The following figure shows use of both a non-blocking standard send MPI_Isend (S) and a non-blocking receive MPI_Irecv (S). As before, the standard mode send will proceed differently depending on the message size. The following figure demonstrates the behavior for message size less than or equal to the threshold.

The sending task posts the non-blocking standard send when the message buffer contents are ready to be transmitted. It returns immediately without waiting for the copy to the remote system buffer to complete. MPI_Wait (S) is called just before the sending task needs to overwrite the message buffer.
The receiving task calls a non-blocking receive as soon as a message buffer is available to hold the message. The non-blocking receive returns without waiting for the message to arrive. The receiving task calls MPI_Wait (S) when it needs to use the incoming message data (i.e. needs to be certain that it has arrived).
No real difference in system overhead compared to blocking calls
In general, the system overhead will not differ substantially compared to blocking calls.

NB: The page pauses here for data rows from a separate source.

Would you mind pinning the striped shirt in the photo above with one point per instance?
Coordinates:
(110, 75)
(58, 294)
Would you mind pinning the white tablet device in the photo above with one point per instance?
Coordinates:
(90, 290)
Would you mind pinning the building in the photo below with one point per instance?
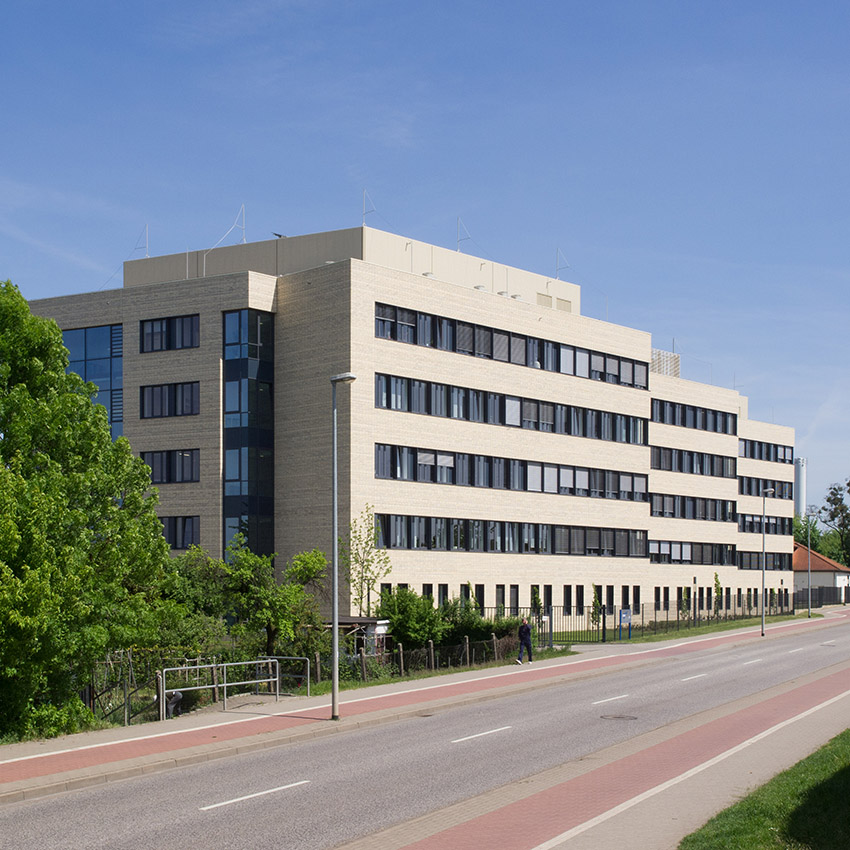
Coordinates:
(511, 448)
(824, 572)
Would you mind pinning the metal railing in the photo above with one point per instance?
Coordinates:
(285, 674)
(215, 684)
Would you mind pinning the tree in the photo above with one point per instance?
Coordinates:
(361, 561)
(261, 603)
(82, 553)
(835, 515)
(806, 528)
(718, 596)
(413, 619)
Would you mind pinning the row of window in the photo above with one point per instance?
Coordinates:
(432, 331)
(181, 532)
(686, 597)
(162, 400)
(433, 399)
(748, 486)
(751, 523)
(692, 463)
(689, 416)
(765, 451)
(676, 552)
(404, 463)
(772, 560)
(170, 334)
(174, 467)
(395, 531)
(692, 507)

On hardware where the CPU needs to be involved in the data transfer, computation will always be interrupted on both the sending and receiving nodes to pass the message; the point in time when the interruption occurs should not be of any particular consequence to the running program. And even when the architecture permits data transfer and computation to occur simultaneously, the fact that this behavior pertains only to small messages means that no great difference in performance would be expected.
More potential for reduction in synchronization overhead
- No blocking if system buffer is full on receiving side (until Wait)
- No sync penalty from posting MPI_Irecv (S) as early as possible**
- Can prevent deadlock (processes waiting for each other)
**Early posting is desirable because message goes directly into receive buffer, if Irecv (or Recv) is posted ahead of Isend (or Send)
The advantage of using the non-blocking send occurs when the remote system buffer is full. In this case, a blocking send would have to wait until the receiving task pulled some message data out of the buffer. If a non-blocking call is used, computation can be done during this interval.
The advantage of a non-blocking receive over a blocking one can be considerable if the receive is posted before the send. The task can continue computing until the Wait is posted, rather than sitting idle. (It is desriable to post any type of receive ahead of its matching send so that when the message arrives, it goes directly into the program buffer instead of the system buffer.) Posting MPI_Irecv (S) as early as possible therefore reduces the amount of synchronization overhead.
Non-blocking calls can ensure that deadlock -- a situation in which two processes waiting for each other -- will not occur. To achieve this, it is necessary only to make sure that all Waits are posted following all the send and receive calls needed to complete the communication.